An iterative path tracer would have better performance, but the accuracy of the results would suffer. That’s the main consideration.

Why does recursion vs. iteration affect accuracy?

I tried m_sch’s suggestion of creating a preallocated scratch space rtBuffer to store my large arrays. My rtBuffer has type (RT_BUFFER_INPUT_OUTPUT | RT_BUFFER_GPU_LOCAL). It works quite well when all access to the array is from within the same rtProgram. However, when I try to write to the array from a second rtProgram, either using my rtLaunchIndex to identify my element of the array, or by passing a pointer into the array through my ray payload, I get the following error:

Unknown error (Details: Function "_rtContextLaunch2D" caught exception: Encountered a CUDA error: result returned (700): Unknown, [6619204])

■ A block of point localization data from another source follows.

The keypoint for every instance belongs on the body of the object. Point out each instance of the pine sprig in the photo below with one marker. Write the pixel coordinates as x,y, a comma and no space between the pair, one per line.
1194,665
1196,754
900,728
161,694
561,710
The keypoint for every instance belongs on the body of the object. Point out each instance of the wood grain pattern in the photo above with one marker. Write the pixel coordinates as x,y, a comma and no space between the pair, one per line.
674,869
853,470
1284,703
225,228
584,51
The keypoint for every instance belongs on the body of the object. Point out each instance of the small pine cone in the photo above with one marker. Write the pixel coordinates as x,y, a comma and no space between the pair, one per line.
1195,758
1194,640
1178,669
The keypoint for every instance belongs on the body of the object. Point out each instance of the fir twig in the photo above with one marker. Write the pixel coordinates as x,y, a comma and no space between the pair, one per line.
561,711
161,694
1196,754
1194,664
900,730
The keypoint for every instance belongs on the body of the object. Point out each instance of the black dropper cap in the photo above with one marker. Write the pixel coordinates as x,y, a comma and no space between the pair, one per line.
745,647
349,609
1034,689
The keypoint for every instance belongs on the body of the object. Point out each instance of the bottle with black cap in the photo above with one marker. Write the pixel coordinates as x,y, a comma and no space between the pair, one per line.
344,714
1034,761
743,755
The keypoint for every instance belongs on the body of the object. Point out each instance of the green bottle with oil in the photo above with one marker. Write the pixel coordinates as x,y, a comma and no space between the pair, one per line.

My system: 2x Tesla K40, Windows 7, CUDA 6.5, OptiX 3.8 beta, driver 341.44

Do you have a SSCCEE (http://sscce.org/) which reproduces the error?

I’ve solved the issue by taking an approach where the pointer into the rtBuffer is recalculated based on the rtLaunchIndex every time it is needed. Apparently any sharing of pointers into global memory between rtPrograms is enough to cause an error.

You are using multiple GPUs, right? I guess this could cause the problem in your case, maybe you can try your original approach with just one GPU.

Also if the buffer you’re actually reading as result on the host has the RT_BUFFER_GPU_LOCAL property, that won’t work either.
RT_BUFFER_GPU_LOCAL means the buffer can only be written on the host and for multi-GPU configurations writes to them are not coherent because each GPU has its own copy. Only use that for scratch buffers you need to read and write locally per device.

Calculating unique output buffer indices per actual launch index should work with any number of local GPUs.